Quali video dell'ICE potrà vedere il pubblico? La controversa condizione della sua nuova politica sulle telecamere corporee

ICE a ChicagoFoto © Facebook / Sargento Carlos Cornejo

Il Servizio di Controllo dell'Immigrazione e delle Dogane (ICE) inizierà a dotare i propri agenti di telecamere corporee nei prossimi due mesi, ma la nuova politica che regola queste registrazioni stabilisce una condizione che ha acceso il dibattito: i video di incidenti gravi saranno divulgati al pubblico solo quando sarà nel «miglior interesse dell'agenzia».

La direttiva interna ICE 19010.3, emessa nel febbraio del 2025, obbligava già gli agenti a portare telecamere durante arresti, perquisizioni e altre operazioni di controllo migratorio.

Tuttavia, la sua attuazione è stata lenta: a marzo del 2026, l'allora capo ad interim dell'agenzia, Todd Lyons, ha riconosciuto di fronte al Congresso che solo 3.000 dei 13.000 agenti —meno di un quarto del totale— soddisfacevano tale requisito.

La pressione per accelerare il dispiegamento è arrivata dopo due sparatorie mortali in meno di una settimana.

Il 7 luglio, un agente dell'ICE ha ucciso Lorenzo Salgado Araujo, messicano di 52 anni con quasi 35 anni di residenza negli Stati Uniti e padre di tre figli cittadini statunitensi, durante un'operazione a Houston, Texas, in cui lui non era l'obiettivo. Il medico legale della contea di Harris ha classificato la sua morte come omicidio.

Sei giorni dopo, l'agente David Brouillette uccise Joan Sebastián Durán Guerrero, colombiano di 26 anni con permesso di lavoro valido e padre di una bambina di tre anni, a Biddeford, nel Maine.

Non era nemmeno l'obiettivo dell'operazione. Brouillette è stato sospeso e il caso è rimasto sotto inchiesta federale.

In nessuno dei due casi gli agenti portavano telecamere, nonostante la direttiva lo richiedesse già.

Il 19 luglio, il cosiddetto "zar delle frontiere" Tom Homan ha annunciato nel programma Fox & Friends Weekend che ICE obbligherà i suoi agenti a indossare una body cam in tutte le fermate veicolari.

«Si assolve più spesso gli agenti di polizia che coloro che vengono condannati, e voglio che gli agenti utilizzino telecamere corporee perché voglio che il popolo americano veda ciò che hanno visto gli agenti quando hanno intrapreso quell'azione», ha dichiarato Homan.

Ma è la politica di divulgazione che accompagna questo dispiegamento a generare maggiore controversia.

Secondo la direttiva, un comitato di alti funzionari e avvocati dell'ICE deve esaminare il filmato degli incidenti con feriti gravi o morti e raccomandare se debba essere reso pubblico, con un termine approssimativo di 72 ore se viene approvata la divulgazione.

Inoltre, il direttore dell'ICE può bloccare o ritardare indefinitamente quella pubblicazione se esistono «circostanze specifiche e convincenti», un termine che la stessa politica non definisce.

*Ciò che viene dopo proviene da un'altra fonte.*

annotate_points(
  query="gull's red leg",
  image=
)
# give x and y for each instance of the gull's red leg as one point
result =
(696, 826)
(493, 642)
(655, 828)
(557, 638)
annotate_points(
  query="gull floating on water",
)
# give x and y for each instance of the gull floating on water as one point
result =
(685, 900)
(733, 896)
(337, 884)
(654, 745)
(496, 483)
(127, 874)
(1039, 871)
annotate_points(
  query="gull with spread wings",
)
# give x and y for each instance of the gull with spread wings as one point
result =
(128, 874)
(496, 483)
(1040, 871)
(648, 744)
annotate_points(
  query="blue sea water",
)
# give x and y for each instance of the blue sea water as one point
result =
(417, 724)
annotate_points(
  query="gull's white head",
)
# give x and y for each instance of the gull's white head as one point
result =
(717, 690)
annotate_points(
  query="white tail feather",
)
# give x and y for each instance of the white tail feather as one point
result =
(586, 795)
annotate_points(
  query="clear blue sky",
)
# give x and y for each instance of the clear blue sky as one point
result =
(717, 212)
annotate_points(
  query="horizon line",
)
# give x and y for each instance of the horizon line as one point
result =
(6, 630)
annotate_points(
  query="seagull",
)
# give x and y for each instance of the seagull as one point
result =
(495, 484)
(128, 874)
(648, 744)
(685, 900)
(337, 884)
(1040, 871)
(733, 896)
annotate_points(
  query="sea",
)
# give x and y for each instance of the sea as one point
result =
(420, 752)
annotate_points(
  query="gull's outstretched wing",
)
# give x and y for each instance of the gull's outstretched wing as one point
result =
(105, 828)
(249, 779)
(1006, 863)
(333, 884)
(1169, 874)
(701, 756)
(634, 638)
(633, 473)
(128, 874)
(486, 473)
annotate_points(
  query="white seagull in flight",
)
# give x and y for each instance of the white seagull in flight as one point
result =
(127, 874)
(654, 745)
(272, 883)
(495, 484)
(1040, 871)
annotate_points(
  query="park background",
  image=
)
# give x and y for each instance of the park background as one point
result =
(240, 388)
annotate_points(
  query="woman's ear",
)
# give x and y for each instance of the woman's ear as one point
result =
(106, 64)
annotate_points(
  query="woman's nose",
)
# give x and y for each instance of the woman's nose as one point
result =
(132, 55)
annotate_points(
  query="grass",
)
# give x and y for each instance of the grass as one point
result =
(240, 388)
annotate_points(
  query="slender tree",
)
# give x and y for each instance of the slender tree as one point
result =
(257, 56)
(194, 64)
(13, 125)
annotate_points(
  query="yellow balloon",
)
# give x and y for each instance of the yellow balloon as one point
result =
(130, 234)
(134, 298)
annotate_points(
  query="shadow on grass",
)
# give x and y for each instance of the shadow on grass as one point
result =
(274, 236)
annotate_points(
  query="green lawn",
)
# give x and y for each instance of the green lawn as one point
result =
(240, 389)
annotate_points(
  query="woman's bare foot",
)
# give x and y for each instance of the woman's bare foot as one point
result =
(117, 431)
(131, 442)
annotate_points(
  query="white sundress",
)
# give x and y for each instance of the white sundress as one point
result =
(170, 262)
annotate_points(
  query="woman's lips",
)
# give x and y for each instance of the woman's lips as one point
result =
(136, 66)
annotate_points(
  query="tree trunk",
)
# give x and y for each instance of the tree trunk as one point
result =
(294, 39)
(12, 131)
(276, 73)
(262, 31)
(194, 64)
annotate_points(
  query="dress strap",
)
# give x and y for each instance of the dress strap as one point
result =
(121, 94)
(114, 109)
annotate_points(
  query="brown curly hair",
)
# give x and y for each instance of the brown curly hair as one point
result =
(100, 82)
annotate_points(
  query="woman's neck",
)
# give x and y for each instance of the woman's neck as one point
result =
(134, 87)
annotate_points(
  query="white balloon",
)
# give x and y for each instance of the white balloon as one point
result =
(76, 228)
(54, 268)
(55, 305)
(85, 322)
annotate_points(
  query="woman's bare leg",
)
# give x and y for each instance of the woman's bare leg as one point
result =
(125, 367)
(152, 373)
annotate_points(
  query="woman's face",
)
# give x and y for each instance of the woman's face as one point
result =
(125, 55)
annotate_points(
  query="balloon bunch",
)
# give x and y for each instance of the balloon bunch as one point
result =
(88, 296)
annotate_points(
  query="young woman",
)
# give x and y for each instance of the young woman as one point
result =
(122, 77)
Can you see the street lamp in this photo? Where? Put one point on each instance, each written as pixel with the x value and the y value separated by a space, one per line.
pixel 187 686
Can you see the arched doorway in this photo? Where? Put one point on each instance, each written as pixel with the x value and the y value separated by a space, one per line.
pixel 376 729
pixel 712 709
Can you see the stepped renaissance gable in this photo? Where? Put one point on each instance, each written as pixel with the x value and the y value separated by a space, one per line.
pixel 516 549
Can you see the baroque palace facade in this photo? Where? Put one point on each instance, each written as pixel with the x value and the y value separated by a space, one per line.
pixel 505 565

Antes di qualsiasi divulgazione, i video devono essere editati per rimuovere i tratti identificativi degli agenti: volti, nomi e numeri di targa. Le registrazioni che non vengono utilizzate come prove possono essere eliminate dopo appena 60 giorni.

L'accademico Christopher Schneider, specializzato in telecamere indossabili, ha avvertito che quella politica trasforma i dispositivi in strumenti di immagine, dando a ICE la discrezionalità di pubblicare solo le registrazioni che la avvantaggiano, mantenendo segrete le altre.

Un analista ha sottolineato che i contribuenti hanno finanziato più di 30 milioni di dollari per acquisire le telecamere, ma potrebbero continuare a non avere accesso alle immagini di confronti ad alta visibilità.

Il contesto istituzionale è stato altrettanto turbolento: il segretario della Sicurezza Nazionale Markwayne Mullin ha sospeso quasi tutti i controlli stradali il 14 luglio per rivedere i protocolli, ma Trump ha annullato quella pausa il giorno dopo, esprimendo il suo disappunto per la misura.

Il Dipartimento della Sicurezza Nazionale ha informato che più della metà degli uffici regionali era già dotata delle attrezzature a metà luglio e che il resto le riceverà entro 60 giorni.

La senatrice repubblicana Susan Collins del Maine ha richiesto un'indagine indipendente e la distribuzione completa delle registrazioni delle telecamere prima della fine di agosto.